Başakşehir'i kim kurdu, nasıl şampiyon oldu?
Medipol Başakşehir, pazar günü oynanan karşılaşmalar neticesinde Süper Lig'de şampiyonluğunu ilan etti. 2014 yılında İstanbul Büyükşehir Belediyespor'dan Başakşehir'e dönüşen kulüp son yılların en istikrarlı takımı olarak dikkat çekiyor. Peki, Türkiye'nin 6. şampiyonunun tarihi kökenleri nereye dayanıyor?
Başakşehir'in şampiyonluğu dört büyükler için Gabriel García Márquez'in Kırmızı Pazartesi romanı gibi adeta. Öyküde göz göre göre işlenecek olan bir cinayet vardır. Herkes bunu bilse de önüne geçmez, geçemez. Başakşehir de özellikle son üç-dört sezondur şampiyon olacağını bağırıyordu. Cinayet ve Başakşehir şampiyonluğu arasındaki bağı dört büyükler açısından yaşadıkları maddi manevi kaybı anlatmak manasında kuruyorum... Başakşehir, son 4 sezon baz alınırsa topladığı 281 puanla da zirvede yer alıyor...
Bazı şirketlerin daha güvenilir olmak için doğum tarihlerini çeşitli şekillerde olabilecek en eski tarihe götürmeye çalıştıkları bir dünyada Başakşehir, neden kendisini 6 yıllık bir kulüp olarak görüyor?
Oysa, gösterdiğinden çok ama çok daha yaşlı bir kulüp! Nasıl mı? Gelin Başakşehir'in köklerine bir yolculuk yapalım:
Artık var olup olmadığını bilmediğimiz ama bir dönem Türkiye'nin akışını değiştiren Anavatan Partisi'nin hüküm sürdüğü yıllarda, İstanbul Büyükşehir Belediyesi de bu partideydi. Başkan da Bedreddin Dalan... Bugün de Yeditepe Üniversitesi'nin kurucusu olarak yaşantısını sürdürüyor.
İşte Dalan döneminde; 1986'da bir kulüp kuruldu: İSKİ Spor... Hani şu, rahmetli Levent Kırca'nın yıllardır eskimeyen skecindeki İSKİ!
İSKİ Spor'un futbol faaliyetleri 5 sene sürdü
İstanbul Su ve Kanalizasyon İşleri'nin kısatlması olan İSKİ'nin yönetimi 34 yıl önce futbolun dehlizlerine de girmeye karar verdi.
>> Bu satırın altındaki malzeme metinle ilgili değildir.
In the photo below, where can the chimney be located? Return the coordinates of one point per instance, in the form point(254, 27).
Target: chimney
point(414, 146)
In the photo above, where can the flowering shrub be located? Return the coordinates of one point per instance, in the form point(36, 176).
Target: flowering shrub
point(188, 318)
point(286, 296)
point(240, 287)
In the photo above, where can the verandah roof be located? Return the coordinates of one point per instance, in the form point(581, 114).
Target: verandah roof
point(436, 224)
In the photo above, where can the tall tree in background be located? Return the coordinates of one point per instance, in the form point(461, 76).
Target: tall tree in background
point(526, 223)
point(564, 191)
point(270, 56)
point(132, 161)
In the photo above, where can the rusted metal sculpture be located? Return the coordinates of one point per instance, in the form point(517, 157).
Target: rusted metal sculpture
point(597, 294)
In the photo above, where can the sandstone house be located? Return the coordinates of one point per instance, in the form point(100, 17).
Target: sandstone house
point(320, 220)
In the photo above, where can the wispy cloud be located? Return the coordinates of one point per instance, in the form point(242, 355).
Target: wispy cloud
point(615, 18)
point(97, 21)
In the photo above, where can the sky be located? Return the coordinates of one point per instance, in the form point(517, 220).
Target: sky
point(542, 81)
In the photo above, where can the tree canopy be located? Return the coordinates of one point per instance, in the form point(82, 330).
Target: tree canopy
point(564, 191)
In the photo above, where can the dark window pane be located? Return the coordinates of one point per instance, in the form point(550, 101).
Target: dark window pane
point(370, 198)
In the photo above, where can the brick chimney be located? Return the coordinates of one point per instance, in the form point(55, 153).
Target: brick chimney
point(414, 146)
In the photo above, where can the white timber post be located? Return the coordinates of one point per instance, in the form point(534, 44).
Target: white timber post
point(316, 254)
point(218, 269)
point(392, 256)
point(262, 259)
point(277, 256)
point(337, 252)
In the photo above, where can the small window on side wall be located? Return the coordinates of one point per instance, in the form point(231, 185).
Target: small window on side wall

Şimdi yıkılan ve yerine yıllardır park yapılması beklenen İSKİ'nin Aksaray'daki binasında kurulan kulüp futbolla birlikte 5 branştan oluşuyordu.
5 kulüplü İSKİ Spor'un ömrü de 5 sene olur. Ama bu süre zarafında futbolda kulüp 3. Lig'e yükselirken belediye de el değiştirmiştir.
Dönemin SHP'si, genel başkanı -boşluğu hâlâ dolmayan ve tarzı yeni yeni anlaşılan- rahmetli Erdal İnönü'nün meşhur seçim kampanyasındaki gibi Anavatan Partisi'ni limon gibi sıkıp atmış ve büyükşehirler başta olmak üzere birçok belediyeyi kazanmıştı.
İstanbul'da da koltuk Bedreddin Dalan'dan Dr. Nurettin Sözen'e geçmişti...
Sözen döneminde İSKİ Spor feshedilirken yarışma hakları İstanbul Büyükşehir Belediyesi tarafından alınır.
Cumhurbaşkanı Erdoğan'ın serüvendeki yeri
İstanbul Büyükşehir Belediyesi Spor Kulübü Derneği'nin resmi internet sitesinde de İSKİ Spor'un 1991 yılında feshedildiği ve kulübün spor faaliyetlerini yeni kurulan İstanbul Büyükşehir Belediyesi Spor Kulübü Derneği çatısı altında sürdürmeye başladığı yazar.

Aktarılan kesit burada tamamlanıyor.